Scenic Sunday - Maturity

I have recently started to going for a walk at lunchtimes in an older neighbourhood just outside the Calgary downtown core.

There is a mix of mature homes and bungalows (maybe 30-50 years old?), interspersed with funky modern homes where the older homes have been replaced.

And whilst I wander along admiring or disapproving of architectural licence, the one thing that really stands out is the size of the trees. Recent builders and home owners have taken great care not to destroy or remove them. Perhaps they are adopted under the planning laws.

I live in a fairly new development - the oldest home is 13 years old. Gardens and parkways still have a long way to go to look established - trees are immature. There are many new trees with thin, stick-like trunks to hold them up - the biggest tree trunk found is about the size of my thigh (OK, not a good example as my thighs might be considered quite ample) - but you know what I mean. I'd sometimes like to fast-forward about 20 years to see how it would all look.

I love some of the trees and shrubs in these older neighbourhoods. They have real hedges! Dead posh.

Now admittedly, these are not really beautiful trees (mostly poplars and birches) compared to those humungous stunning redwoods, or weird tropical cultivars in other parts of the world, but if it's more than 25 feet high, I can get excited!

And this is an expensive area. A modest 2 bedroom, 1000sq ft bungalow will fetch CDN$600k. And although location, ie, proximity to the downtown area, C-train, etc play their part - the "feel" of the neighbourhood is also worth a lot.

Go have a wander around an unfamiliar neighbourhood near you - and have a super Scenic Sunday.

To see more Scenic Sunday pictures from around the world, click here


  1. It is nice to walk in the older neighborhoods. Well established trees lining the properties and roadway is much nicer than the new subdivisions with no trees! Looks like you had a great walk!

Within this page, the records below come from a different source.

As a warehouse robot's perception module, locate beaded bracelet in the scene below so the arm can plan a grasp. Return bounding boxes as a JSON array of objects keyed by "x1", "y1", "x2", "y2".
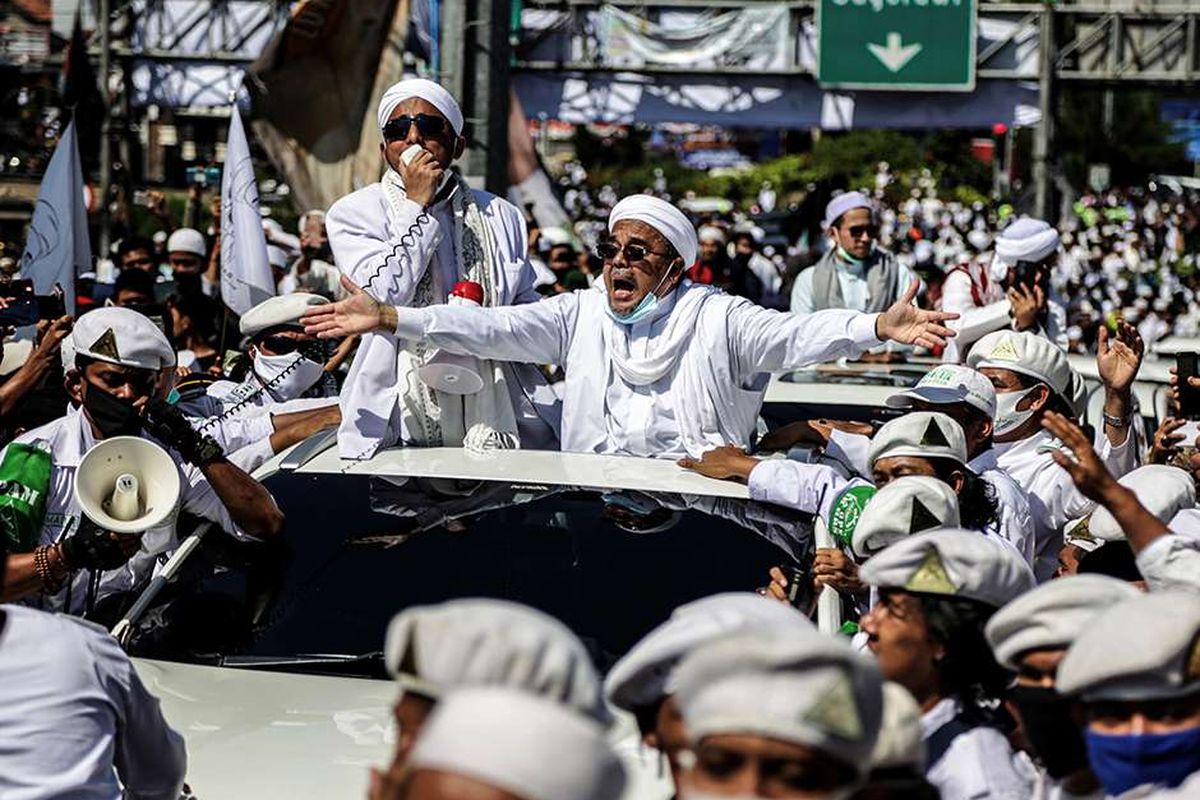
[{"x1": 34, "y1": 545, "x2": 62, "y2": 595}]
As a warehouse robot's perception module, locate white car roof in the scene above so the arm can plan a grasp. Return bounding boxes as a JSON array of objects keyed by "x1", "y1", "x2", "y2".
[{"x1": 279, "y1": 445, "x2": 750, "y2": 499}]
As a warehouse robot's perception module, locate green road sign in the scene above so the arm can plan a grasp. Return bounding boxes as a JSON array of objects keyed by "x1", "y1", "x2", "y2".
[{"x1": 817, "y1": 0, "x2": 976, "y2": 91}]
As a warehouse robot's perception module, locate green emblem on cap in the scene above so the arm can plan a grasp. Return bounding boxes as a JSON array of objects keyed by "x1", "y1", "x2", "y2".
[
  {"x1": 917, "y1": 367, "x2": 955, "y2": 386},
  {"x1": 829, "y1": 483, "x2": 878, "y2": 545},
  {"x1": 804, "y1": 673, "x2": 863, "y2": 741},
  {"x1": 904, "y1": 547, "x2": 959, "y2": 595},
  {"x1": 988, "y1": 336, "x2": 1020, "y2": 361},
  {"x1": 908, "y1": 498, "x2": 942, "y2": 534},
  {"x1": 88, "y1": 327, "x2": 121, "y2": 361},
  {"x1": 920, "y1": 419, "x2": 950, "y2": 447}
]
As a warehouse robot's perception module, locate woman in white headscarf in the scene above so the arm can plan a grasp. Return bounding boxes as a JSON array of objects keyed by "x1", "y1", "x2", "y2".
[{"x1": 326, "y1": 79, "x2": 559, "y2": 458}]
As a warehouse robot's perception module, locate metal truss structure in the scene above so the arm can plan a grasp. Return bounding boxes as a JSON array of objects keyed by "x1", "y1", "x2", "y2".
[{"x1": 514, "y1": 0, "x2": 1200, "y2": 85}]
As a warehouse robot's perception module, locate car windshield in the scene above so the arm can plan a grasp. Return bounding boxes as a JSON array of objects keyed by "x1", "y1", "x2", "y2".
[{"x1": 130, "y1": 471, "x2": 811, "y2": 676}]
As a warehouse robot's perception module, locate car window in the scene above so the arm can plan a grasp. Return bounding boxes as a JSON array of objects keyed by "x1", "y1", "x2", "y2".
[{"x1": 130, "y1": 473, "x2": 811, "y2": 676}]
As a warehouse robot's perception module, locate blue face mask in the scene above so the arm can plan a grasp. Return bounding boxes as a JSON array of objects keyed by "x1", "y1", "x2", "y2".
[
  {"x1": 1086, "y1": 727, "x2": 1200, "y2": 795},
  {"x1": 604, "y1": 263, "x2": 671, "y2": 325}
]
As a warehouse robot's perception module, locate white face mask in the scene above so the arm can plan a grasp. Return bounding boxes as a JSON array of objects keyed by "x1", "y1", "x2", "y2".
[
  {"x1": 995, "y1": 386, "x2": 1038, "y2": 437},
  {"x1": 254, "y1": 350, "x2": 325, "y2": 403}
]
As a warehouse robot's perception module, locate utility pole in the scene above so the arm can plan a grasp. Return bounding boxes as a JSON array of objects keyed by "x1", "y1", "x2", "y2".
[
  {"x1": 96, "y1": 0, "x2": 113, "y2": 258},
  {"x1": 1033, "y1": 2, "x2": 1057, "y2": 219},
  {"x1": 439, "y1": 0, "x2": 512, "y2": 190}
]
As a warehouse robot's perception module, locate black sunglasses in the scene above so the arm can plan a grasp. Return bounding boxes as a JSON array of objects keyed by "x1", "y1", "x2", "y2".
[
  {"x1": 383, "y1": 114, "x2": 446, "y2": 142},
  {"x1": 596, "y1": 241, "x2": 671, "y2": 264}
]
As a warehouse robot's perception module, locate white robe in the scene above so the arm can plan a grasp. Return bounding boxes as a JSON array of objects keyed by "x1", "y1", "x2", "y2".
[
  {"x1": 994, "y1": 431, "x2": 1138, "y2": 582},
  {"x1": 325, "y1": 184, "x2": 559, "y2": 458},
  {"x1": 396, "y1": 282, "x2": 880, "y2": 458}
]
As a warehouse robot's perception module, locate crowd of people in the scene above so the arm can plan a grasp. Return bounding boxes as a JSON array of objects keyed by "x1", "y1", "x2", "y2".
[{"x1": 0, "y1": 79, "x2": 1200, "y2": 800}]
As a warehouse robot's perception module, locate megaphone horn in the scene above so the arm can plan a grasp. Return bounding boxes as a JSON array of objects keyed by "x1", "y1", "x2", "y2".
[{"x1": 74, "y1": 437, "x2": 180, "y2": 534}]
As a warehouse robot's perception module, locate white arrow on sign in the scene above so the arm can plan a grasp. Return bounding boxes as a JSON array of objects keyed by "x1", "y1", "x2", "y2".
[{"x1": 866, "y1": 31, "x2": 924, "y2": 72}]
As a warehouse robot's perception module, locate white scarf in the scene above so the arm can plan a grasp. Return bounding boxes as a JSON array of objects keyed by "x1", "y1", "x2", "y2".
[
  {"x1": 382, "y1": 169, "x2": 521, "y2": 452},
  {"x1": 590, "y1": 281, "x2": 757, "y2": 457}
]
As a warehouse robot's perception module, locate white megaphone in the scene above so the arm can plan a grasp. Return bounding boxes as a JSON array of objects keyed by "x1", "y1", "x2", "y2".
[
  {"x1": 76, "y1": 437, "x2": 180, "y2": 534},
  {"x1": 416, "y1": 350, "x2": 484, "y2": 395}
]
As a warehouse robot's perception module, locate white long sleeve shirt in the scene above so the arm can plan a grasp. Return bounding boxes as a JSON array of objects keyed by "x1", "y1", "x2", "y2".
[
  {"x1": 0, "y1": 606, "x2": 187, "y2": 800},
  {"x1": 0, "y1": 409, "x2": 253, "y2": 609},
  {"x1": 396, "y1": 282, "x2": 880, "y2": 458},
  {"x1": 787, "y1": 429, "x2": 1036, "y2": 567},
  {"x1": 920, "y1": 698, "x2": 1033, "y2": 800},
  {"x1": 325, "y1": 184, "x2": 559, "y2": 458},
  {"x1": 994, "y1": 431, "x2": 1138, "y2": 582}
]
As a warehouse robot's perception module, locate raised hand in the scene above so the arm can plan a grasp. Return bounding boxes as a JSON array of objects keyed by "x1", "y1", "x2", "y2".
[
  {"x1": 300, "y1": 275, "x2": 397, "y2": 339},
  {"x1": 678, "y1": 445, "x2": 758, "y2": 481},
  {"x1": 875, "y1": 278, "x2": 959, "y2": 349},
  {"x1": 1096, "y1": 321, "x2": 1146, "y2": 393},
  {"x1": 1042, "y1": 411, "x2": 1121, "y2": 503}
]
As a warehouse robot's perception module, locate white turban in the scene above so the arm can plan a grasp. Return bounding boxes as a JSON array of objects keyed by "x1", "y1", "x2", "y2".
[
  {"x1": 821, "y1": 192, "x2": 875, "y2": 228},
  {"x1": 379, "y1": 78, "x2": 462, "y2": 134},
  {"x1": 608, "y1": 194, "x2": 700, "y2": 267},
  {"x1": 996, "y1": 217, "x2": 1058, "y2": 266},
  {"x1": 409, "y1": 686, "x2": 625, "y2": 800}
]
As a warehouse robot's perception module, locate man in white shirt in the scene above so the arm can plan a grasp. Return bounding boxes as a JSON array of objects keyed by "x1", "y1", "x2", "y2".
[
  {"x1": 0, "y1": 536, "x2": 187, "y2": 800},
  {"x1": 326, "y1": 79, "x2": 558, "y2": 458},
  {"x1": 942, "y1": 217, "x2": 1067, "y2": 362},
  {"x1": 0, "y1": 307, "x2": 283, "y2": 613},
  {"x1": 305, "y1": 194, "x2": 949, "y2": 458},
  {"x1": 792, "y1": 192, "x2": 916, "y2": 314},
  {"x1": 967, "y1": 324, "x2": 1142, "y2": 581}
]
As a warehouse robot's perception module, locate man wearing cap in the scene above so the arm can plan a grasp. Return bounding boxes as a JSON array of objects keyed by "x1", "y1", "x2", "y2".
[
  {"x1": 680, "y1": 411, "x2": 1032, "y2": 557},
  {"x1": 306, "y1": 194, "x2": 947, "y2": 457},
  {"x1": 373, "y1": 599, "x2": 607, "y2": 784},
  {"x1": 0, "y1": 307, "x2": 283, "y2": 606},
  {"x1": 1057, "y1": 590, "x2": 1200, "y2": 798},
  {"x1": 1044, "y1": 414, "x2": 1200, "y2": 590},
  {"x1": 0, "y1": 531, "x2": 187, "y2": 800},
  {"x1": 967, "y1": 324, "x2": 1142, "y2": 581},
  {"x1": 859, "y1": 528, "x2": 1034, "y2": 800},
  {"x1": 792, "y1": 192, "x2": 917, "y2": 314},
  {"x1": 984, "y1": 575, "x2": 1140, "y2": 800},
  {"x1": 396, "y1": 686, "x2": 625, "y2": 800},
  {"x1": 326, "y1": 79, "x2": 558, "y2": 458},
  {"x1": 674, "y1": 627, "x2": 883, "y2": 800},
  {"x1": 180, "y1": 291, "x2": 337, "y2": 419},
  {"x1": 686, "y1": 225, "x2": 724, "y2": 287},
  {"x1": 167, "y1": 228, "x2": 215, "y2": 295},
  {"x1": 284, "y1": 209, "x2": 343, "y2": 300},
  {"x1": 605, "y1": 593, "x2": 812, "y2": 787},
  {"x1": 942, "y1": 217, "x2": 1067, "y2": 362}
]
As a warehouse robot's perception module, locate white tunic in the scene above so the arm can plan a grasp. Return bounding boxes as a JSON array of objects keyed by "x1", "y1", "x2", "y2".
[
  {"x1": 994, "y1": 431, "x2": 1138, "y2": 582},
  {"x1": 920, "y1": 698, "x2": 1033, "y2": 800},
  {"x1": 0, "y1": 606, "x2": 187, "y2": 800},
  {"x1": 325, "y1": 184, "x2": 559, "y2": 458},
  {"x1": 0, "y1": 409, "x2": 252, "y2": 614},
  {"x1": 396, "y1": 282, "x2": 880, "y2": 458}
]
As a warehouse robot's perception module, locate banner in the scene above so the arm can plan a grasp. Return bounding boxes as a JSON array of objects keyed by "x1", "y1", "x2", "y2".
[
  {"x1": 601, "y1": 5, "x2": 792, "y2": 71},
  {"x1": 221, "y1": 106, "x2": 275, "y2": 314},
  {"x1": 20, "y1": 122, "x2": 91, "y2": 314},
  {"x1": 246, "y1": 0, "x2": 408, "y2": 209}
]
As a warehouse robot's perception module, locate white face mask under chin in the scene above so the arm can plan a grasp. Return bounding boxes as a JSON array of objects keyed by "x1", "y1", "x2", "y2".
[
  {"x1": 254, "y1": 350, "x2": 325, "y2": 403},
  {"x1": 995, "y1": 386, "x2": 1038, "y2": 437}
]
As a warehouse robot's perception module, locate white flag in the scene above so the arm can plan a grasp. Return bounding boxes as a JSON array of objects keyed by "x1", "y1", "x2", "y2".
[
  {"x1": 20, "y1": 121, "x2": 91, "y2": 314},
  {"x1": 221, "y1": 106, "x2": 275, "y2": 314}
]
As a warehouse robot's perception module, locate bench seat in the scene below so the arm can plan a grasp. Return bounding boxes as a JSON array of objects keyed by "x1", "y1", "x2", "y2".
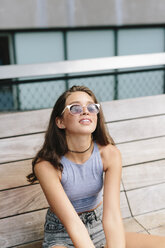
[{"x1": 0, "y1": 95, "x2": 165, "y2": 248}]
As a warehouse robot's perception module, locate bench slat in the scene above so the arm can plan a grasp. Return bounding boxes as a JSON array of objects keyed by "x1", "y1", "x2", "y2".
[
  {"x1": 122, "y1": 160, "x2": 165, "y2": 190},
  {"x1": 102, "y1": 95, "x2": 165, "y2": 122},
  {"x1": 0, "y1": 134, "x2": 44, "y2": 163},
  {"x1": 0, "y1": 192, "x2": 131, "y2": 248},
  {"x1": 117, "y1": 137, "x2": 165, "y2": 166},
  {"x1": 0, "y1": 210, "x2": 46, "y2": 247},
  {"x1": 126, "y1": 183, "x2": 165, "y2": 216},
  {"x1": 0, "y1": 184, "x2": 48, "y2": 218},
  {"x1": 107, "y1": 115, "x2": 165, "y2": 143},
  {"x1": 135, "y1": 209, "x2": 165, "y2": 229},
  {"x1": 0, "y1": 134, "x2": 165, "y2": 165},
  {"x1": 0, "y1": 95, "x2": 165, "y2": 138},
  {"x1": 17, "y1": 241, "x2": 42, "y2": 248},
  {"x1": 0, "y1": 159, "x2": 32, "y2": 190},
  {"x1": 0, "y1": 187, "x2": 130, "y2": 218},
  {"x1": 0, "y1": 109, "x2": 52, "y2": 138}
]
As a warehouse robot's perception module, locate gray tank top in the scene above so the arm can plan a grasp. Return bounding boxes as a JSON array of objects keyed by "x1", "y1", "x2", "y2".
[{"x1": 61, "y1": 143, "x2": 103, "y2": 213}]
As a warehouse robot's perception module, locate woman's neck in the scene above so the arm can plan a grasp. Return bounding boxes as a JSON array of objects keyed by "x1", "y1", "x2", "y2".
[{"x1": 65, "y1": 135, "x2": 93, "y2": 164}]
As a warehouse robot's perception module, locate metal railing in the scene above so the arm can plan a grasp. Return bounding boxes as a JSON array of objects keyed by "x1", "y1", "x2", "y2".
[{"x1": 0, "y1": 53, "x2": 165, "y2": 110}]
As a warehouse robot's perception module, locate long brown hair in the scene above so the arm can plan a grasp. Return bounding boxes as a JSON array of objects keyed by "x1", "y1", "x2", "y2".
[{"x1": 27, "y1": 86, "x2": 115, "y2": 183}]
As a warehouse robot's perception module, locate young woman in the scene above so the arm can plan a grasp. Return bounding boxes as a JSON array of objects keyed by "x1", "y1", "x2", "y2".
[{"x1": 28, "y1": 86, "x2": 165, "y2": 248}]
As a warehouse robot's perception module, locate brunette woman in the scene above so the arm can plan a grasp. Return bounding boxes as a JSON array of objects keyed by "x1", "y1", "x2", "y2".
[{"x1": 28, "y1": 86, "x2": 165, "y2": 248}]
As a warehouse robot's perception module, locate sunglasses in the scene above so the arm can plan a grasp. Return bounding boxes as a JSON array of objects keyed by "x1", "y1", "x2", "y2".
[{"x1": 62, "y1": 103, "x2": 100, "y2": 115}]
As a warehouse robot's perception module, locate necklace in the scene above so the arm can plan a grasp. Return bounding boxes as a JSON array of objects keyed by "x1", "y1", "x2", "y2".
[{"x1": 68, "y1": 140, "x2": 92, "y2": 153}]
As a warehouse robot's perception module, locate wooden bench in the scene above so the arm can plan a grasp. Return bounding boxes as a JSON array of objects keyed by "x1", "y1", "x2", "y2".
[{"x1": 0, "y1": 95, "x2": 165, "y2": 248}]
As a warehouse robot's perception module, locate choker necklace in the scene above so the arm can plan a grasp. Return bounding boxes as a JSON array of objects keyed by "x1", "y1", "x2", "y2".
[{"x1": 68, "y1": 140, "x2": 92, "y2": 153}]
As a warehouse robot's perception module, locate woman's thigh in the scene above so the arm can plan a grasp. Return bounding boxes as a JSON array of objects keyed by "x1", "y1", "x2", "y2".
[{"x1": 126, "y1": 232, "x2": 165, "y2": 248}]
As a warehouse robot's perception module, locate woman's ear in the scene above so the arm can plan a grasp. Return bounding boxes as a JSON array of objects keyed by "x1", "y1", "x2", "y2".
[{"x1": 56, "y1": 117, "x2": 65, "y2": 129}]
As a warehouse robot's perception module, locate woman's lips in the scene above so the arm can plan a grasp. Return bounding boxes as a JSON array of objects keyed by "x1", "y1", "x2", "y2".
[{"x1": 79, "y1": 118, "x2": 92, "y2": 125}]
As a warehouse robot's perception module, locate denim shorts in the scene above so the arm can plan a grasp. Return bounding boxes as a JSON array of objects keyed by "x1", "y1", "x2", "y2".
[{"x1": 42, "y1": 204, "x2": 106, "y2": 248}]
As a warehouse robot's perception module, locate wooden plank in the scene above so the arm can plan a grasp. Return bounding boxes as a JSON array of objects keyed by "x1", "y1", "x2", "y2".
[
  {"x1": 0, "y1": 95, "x2": 165, "y2": 138},
  {"x1": 123, "y1": 218, "x2": 145, "y2": 232},
  {"x1": 0, "y1": 184, "x2": 48, "y2": 218},
  {"x1": 102, "y1": 95, "x2": 165, "y2": 122},
  {"x1": 0, "y1": 53, "x2": 165, "y2": 79},
  {"x1": 120, "y1": 192, "x2": 131, "y2": 218},
  {"x1": 0, "y1": 210, "x2": 46, "y2": 248},
  {"x1": 0, "y1": 159, "x2": 32, "y2": 190},
  {"x1": 17, "y1": 240, "x2": 42, "y2": 248},
  {"x1": 135, "y1": 209, "x2": 165, "y2": 230},
  {"x1": 0, "y1": 134, "x2": 165, "y2": 165},
  {"x1": 117, "y1": 137, "x2": 165, "y2": 166},
  {"x1": 0, "y1": 109, "x2": 52, "y2": 138},
  {"x1": 122, "y1": 160, "x2": 165, "y2": 190},
  {"x1": 107, "y1": 115, "x2": 165, "y2": 143},
  {"x1": 149, "y1": 225, "x2": 165, "y2": 237},
  {"x1": 0, "y1": 134, "x2": 44, "y2": 163},
  {"x1": 126, "y1": 183, "x2": 165, "y2": 216}
]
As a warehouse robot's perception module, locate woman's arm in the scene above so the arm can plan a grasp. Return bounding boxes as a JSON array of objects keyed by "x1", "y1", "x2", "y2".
[
  {"x1": 35, "y1": 161, "x2": 94, "y2": 248},
  {"x1": 102, "y1": 145, "x2": 126, "y2": 248}
]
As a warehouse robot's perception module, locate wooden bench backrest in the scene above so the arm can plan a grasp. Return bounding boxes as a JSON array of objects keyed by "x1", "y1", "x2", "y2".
[{"x1": 0, "y1": 95, "x2": 165, "y2": 248}]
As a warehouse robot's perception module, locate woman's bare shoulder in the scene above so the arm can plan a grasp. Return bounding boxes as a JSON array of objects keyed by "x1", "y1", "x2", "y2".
[
  {"x1": 34, "y1": 160, "x2": 61, "y2": 179},
  {"x1": 98, "y1": 144, "x2": 121, "y2": 170}
]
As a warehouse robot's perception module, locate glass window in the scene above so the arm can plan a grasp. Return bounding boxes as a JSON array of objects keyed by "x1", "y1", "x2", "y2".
[
  {"x1": 15, "y1": 32, "x2": 65, "y2": 110},
  {"x1": 118, "y1": 28, "x2": 164, "y2": 99},
  {"x1": 67, "y1": 30, "x2": 114, "y2": 101}
]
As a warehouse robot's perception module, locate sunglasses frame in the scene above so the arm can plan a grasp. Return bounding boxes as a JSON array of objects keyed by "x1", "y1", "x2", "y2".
[{"x1": 61, "y1": 103, "x2": 100, "y2": 115}]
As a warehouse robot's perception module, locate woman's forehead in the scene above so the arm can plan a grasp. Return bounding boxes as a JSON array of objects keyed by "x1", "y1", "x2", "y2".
[{"x1": 66, "y1": 91, "x2": 94, "y2": 105}]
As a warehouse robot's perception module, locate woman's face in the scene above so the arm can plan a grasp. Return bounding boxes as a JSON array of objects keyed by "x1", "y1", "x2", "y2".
[{"x1": 58, "y1": 91, "x2": 97, "y2": 135}]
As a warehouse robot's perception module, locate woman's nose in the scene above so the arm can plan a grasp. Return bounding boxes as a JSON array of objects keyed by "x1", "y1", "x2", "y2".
[{"x1": 82, "y1": 106, "x2": 89, "y2": 115}]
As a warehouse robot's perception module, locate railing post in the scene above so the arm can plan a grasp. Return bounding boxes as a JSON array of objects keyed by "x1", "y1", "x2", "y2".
[{"x1": 114, "y1": 28, "x2": 118, "y2": 100}]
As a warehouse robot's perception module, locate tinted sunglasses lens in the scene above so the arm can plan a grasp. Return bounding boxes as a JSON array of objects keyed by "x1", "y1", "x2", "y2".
[
  {"x1": 87, "y1": 104, "x2": 99, "y2": 114},
  {"x1": 70, "y1": 105, "x2": 82, "y2": 115}
]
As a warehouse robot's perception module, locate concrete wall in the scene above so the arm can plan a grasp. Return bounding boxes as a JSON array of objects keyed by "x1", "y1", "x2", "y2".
[{"x1": 0, "y1": 0, "x2": 165, "y2": 29}]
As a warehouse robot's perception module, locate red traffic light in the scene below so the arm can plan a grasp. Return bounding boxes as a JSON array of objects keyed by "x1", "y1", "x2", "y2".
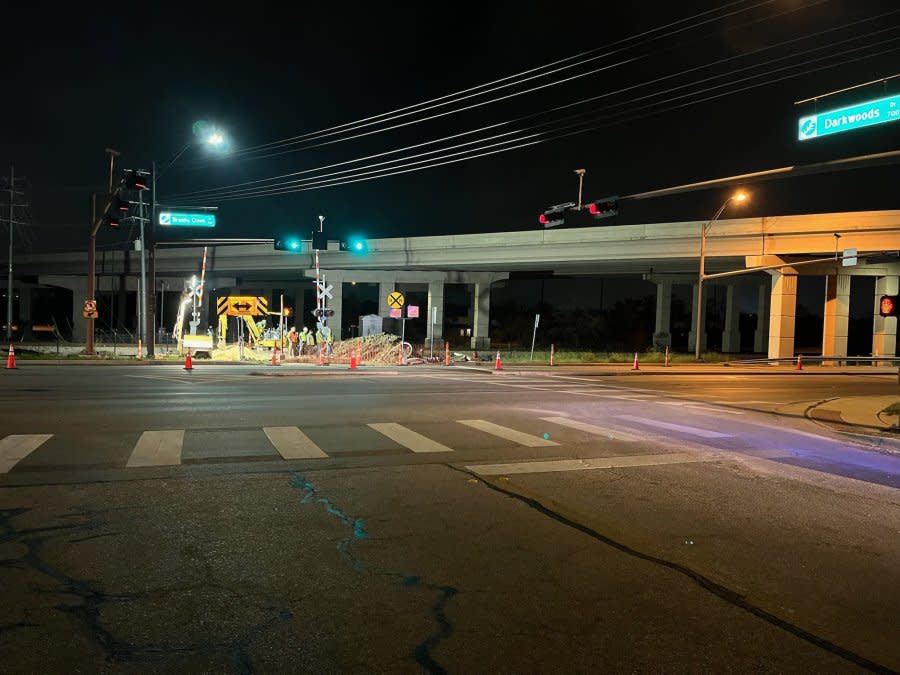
[{"x1": 878, "y1": 295, "x2": 900, "y2": 316}]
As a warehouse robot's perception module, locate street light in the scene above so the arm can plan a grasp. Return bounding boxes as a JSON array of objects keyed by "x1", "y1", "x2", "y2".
[
  {"x1": 148, "y1": 125, "x2": 228, "y2": 356},
  {"x1": 694, "y1": 190, "x2": 750, "y2": 361}
]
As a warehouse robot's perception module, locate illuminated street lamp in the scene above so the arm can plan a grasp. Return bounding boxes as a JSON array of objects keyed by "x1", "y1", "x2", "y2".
[{"x1": 694, "y1": 190, "x2": 750, "y2": 361}]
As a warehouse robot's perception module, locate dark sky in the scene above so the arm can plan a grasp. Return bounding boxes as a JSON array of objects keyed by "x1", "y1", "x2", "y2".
[{"x1": 0, "y1": 0, "x2": 900, "y2": 251}]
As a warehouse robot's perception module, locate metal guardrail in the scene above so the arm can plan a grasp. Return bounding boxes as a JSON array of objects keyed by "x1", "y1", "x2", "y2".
[{"x1": 722, "y1": 354, "x2": 900, "y2": 366}]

  2. I too enjoy seeing pictures of nice suburbs, and more so, if they also had some interesting or unique features in the designs of the houses.


  3. Thank you for the tour around an interesting neighbourhood :)

  4. I wonder if the trees in your first photo are elms, They are beautiful trees and SHOULD be protected, in my opinion. I wish housing developments here were as conscious of the trees. Hmmm.

  5. The trees in the first photo, was the first thing to draw my attention. It's a shame that so many of the newer developed areas remove, rather than preserve their beauty. I need to take a walk.
    God Bless Your Journey

  6. I love visitng older city neighborhoods and admiring the architecture. Lookslike you have quite a mix in yours.

  7. Very neat--and observant! New and old builds make interesting mixes. I liked the EMT training post too! Fun!